The American Secretary of State, Hillary Clinton, has sharply criticised Israel's decision to build new settlements in occupied east Jerusalem.
In the course of a 43-minute telephone call, the State Department says, Mrs Clinton told Israeli prime minister Benjamin Netanyahu that the move is deeply negative for United States-Israeli relations and undermines trust in the peace process.
The BBC's Washington correspondent describes this as a rare and sharp rebuke from Washington.
Israel's announcement overshadowed a visit by US Vice-President Joe Biden aimed at restarting peace talks. The State Department says Mrs Clinton called Mr Netanyahu to "make clear that the United States considered the announcement to be a deeply negative signal about Israel's approach to the bilateral relationship and contrary to the spirit of the Vice-President's trip".
The Palestinians have indicated they will not return to the negotiating table unless the Israeli decision is revoked.
Netanyahu regrets timing of announcement
The Quartet of Middle East peace mediators - the US, Russia, the EU and the UN - also condemned the announcement and said it would review the situation at its ministerial meeting scheduled for 19 March in Moscow.
Mr Netanyahu earlier apologised for the timing of the settlement announcement, which was made as Mr Biden was holding a day of talks in Jerusalem.

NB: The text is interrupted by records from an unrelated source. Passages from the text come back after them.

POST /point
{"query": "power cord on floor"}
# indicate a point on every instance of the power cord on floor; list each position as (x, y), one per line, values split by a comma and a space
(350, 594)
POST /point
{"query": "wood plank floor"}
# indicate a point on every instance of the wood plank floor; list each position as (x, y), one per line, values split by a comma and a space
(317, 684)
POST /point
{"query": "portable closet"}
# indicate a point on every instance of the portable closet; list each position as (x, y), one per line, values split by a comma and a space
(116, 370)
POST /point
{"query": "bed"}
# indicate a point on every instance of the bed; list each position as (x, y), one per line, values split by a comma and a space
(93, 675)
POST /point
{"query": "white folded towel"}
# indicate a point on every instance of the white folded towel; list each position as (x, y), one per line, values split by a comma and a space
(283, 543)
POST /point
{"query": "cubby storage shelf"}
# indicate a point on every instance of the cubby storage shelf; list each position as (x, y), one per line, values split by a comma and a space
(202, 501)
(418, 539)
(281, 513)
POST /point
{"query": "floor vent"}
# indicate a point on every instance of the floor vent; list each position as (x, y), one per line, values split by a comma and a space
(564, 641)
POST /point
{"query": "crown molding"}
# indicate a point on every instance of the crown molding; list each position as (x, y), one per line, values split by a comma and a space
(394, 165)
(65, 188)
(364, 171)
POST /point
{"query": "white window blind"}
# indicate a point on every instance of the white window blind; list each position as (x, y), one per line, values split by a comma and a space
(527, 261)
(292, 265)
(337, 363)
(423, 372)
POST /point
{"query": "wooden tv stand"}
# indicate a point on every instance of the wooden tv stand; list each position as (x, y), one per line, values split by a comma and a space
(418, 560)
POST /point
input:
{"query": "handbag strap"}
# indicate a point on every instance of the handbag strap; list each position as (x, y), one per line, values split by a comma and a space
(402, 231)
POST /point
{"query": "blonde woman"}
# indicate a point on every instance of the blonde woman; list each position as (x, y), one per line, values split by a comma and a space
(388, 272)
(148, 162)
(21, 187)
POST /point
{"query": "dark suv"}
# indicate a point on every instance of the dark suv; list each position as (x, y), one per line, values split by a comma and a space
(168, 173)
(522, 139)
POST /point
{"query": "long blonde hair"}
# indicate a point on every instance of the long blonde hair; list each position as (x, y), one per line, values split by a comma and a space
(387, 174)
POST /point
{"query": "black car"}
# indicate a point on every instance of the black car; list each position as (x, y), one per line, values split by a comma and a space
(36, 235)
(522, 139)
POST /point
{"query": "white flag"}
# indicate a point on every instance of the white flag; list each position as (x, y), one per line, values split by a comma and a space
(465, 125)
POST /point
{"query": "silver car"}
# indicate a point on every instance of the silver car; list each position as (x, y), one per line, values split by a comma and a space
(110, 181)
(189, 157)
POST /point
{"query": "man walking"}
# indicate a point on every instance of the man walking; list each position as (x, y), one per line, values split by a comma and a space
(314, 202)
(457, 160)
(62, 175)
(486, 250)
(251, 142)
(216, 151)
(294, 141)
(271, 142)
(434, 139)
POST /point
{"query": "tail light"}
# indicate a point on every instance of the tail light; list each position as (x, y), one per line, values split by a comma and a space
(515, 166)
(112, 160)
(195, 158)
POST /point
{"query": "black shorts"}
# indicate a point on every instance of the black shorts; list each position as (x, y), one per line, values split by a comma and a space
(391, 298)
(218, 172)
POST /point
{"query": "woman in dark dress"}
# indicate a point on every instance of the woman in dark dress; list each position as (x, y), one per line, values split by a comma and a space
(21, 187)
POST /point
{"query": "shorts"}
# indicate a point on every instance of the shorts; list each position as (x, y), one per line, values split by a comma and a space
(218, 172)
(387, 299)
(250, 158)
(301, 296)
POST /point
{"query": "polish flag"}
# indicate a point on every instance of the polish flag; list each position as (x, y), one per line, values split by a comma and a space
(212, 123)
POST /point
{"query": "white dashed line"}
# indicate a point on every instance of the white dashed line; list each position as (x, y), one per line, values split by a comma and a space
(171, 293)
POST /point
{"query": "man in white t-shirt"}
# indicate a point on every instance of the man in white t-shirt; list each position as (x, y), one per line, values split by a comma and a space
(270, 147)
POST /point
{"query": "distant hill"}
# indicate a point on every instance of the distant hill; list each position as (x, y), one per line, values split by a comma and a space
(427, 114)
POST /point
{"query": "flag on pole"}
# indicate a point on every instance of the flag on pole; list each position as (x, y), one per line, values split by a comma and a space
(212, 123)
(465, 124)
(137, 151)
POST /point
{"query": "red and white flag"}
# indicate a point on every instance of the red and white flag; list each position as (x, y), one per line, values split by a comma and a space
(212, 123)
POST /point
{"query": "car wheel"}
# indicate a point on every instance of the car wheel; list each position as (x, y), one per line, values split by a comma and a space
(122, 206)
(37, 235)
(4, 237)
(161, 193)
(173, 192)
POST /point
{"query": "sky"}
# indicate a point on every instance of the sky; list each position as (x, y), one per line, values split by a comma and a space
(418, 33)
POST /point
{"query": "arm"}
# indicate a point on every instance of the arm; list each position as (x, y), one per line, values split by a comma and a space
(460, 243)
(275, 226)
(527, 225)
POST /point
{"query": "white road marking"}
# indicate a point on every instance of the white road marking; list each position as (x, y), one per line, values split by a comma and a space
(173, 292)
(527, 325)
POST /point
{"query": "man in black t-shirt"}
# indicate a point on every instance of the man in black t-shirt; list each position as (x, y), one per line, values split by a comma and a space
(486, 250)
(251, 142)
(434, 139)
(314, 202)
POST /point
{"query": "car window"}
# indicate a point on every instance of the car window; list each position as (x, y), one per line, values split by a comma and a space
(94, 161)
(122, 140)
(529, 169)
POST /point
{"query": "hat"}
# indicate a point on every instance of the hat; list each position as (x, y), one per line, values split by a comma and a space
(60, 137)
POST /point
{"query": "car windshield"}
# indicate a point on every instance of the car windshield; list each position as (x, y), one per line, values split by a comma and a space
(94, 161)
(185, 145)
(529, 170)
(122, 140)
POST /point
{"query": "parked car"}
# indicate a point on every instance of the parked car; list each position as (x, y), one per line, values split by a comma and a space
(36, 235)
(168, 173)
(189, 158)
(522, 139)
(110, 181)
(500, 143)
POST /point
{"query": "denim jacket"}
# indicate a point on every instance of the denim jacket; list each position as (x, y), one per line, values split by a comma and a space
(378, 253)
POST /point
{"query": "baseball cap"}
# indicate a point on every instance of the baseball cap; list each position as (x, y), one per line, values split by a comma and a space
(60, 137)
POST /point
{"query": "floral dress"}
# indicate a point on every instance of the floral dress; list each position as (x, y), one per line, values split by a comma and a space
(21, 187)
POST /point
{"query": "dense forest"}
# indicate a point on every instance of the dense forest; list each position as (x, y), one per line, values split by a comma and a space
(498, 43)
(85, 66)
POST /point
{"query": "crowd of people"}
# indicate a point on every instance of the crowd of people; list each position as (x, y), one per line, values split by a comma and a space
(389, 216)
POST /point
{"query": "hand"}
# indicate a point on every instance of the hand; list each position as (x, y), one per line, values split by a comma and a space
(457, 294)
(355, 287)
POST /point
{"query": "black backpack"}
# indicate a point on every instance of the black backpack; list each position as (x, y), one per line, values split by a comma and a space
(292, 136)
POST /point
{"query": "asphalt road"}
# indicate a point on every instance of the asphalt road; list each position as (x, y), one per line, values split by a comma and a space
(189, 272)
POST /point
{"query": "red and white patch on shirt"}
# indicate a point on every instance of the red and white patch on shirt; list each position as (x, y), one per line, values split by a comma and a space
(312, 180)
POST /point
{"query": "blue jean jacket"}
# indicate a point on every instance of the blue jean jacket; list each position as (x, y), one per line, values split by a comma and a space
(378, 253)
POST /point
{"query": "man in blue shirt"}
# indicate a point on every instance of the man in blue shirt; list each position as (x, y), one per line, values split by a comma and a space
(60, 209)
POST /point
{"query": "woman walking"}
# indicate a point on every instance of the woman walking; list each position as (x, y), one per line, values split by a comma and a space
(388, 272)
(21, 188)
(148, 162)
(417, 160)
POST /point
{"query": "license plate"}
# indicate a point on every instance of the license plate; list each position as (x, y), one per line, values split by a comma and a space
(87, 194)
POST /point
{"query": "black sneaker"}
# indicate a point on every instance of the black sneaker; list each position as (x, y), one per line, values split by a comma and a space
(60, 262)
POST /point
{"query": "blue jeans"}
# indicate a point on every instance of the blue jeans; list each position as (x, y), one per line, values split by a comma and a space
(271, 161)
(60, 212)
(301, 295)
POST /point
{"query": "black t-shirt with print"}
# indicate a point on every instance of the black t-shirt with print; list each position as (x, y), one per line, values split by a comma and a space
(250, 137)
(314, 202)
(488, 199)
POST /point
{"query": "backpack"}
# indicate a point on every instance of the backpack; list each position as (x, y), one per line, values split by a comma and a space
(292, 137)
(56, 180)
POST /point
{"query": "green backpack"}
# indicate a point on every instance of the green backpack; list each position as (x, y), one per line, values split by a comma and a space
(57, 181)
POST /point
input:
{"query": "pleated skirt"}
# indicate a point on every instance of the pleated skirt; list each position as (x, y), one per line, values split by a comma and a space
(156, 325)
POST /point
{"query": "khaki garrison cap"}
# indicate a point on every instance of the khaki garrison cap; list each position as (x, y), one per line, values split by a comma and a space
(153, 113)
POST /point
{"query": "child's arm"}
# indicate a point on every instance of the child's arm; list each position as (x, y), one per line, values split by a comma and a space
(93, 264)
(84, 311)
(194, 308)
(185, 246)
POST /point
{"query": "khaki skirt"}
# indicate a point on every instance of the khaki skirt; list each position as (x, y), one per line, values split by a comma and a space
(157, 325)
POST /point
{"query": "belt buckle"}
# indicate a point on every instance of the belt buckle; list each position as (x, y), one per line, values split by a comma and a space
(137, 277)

He said he had summoned interior minister Eli Yishai to reprimand him.
Close to 500,000 Jews live in more than 100 settlements built since Israel's 1967 occupation of the West Bank and East Jerusalem. They are illegal under international law, although Israel disputes this.
The latest announcement by the Jerusalem municipality approves 1600 new housing units in the East Jerusalem settlement of Ramat Shlomo.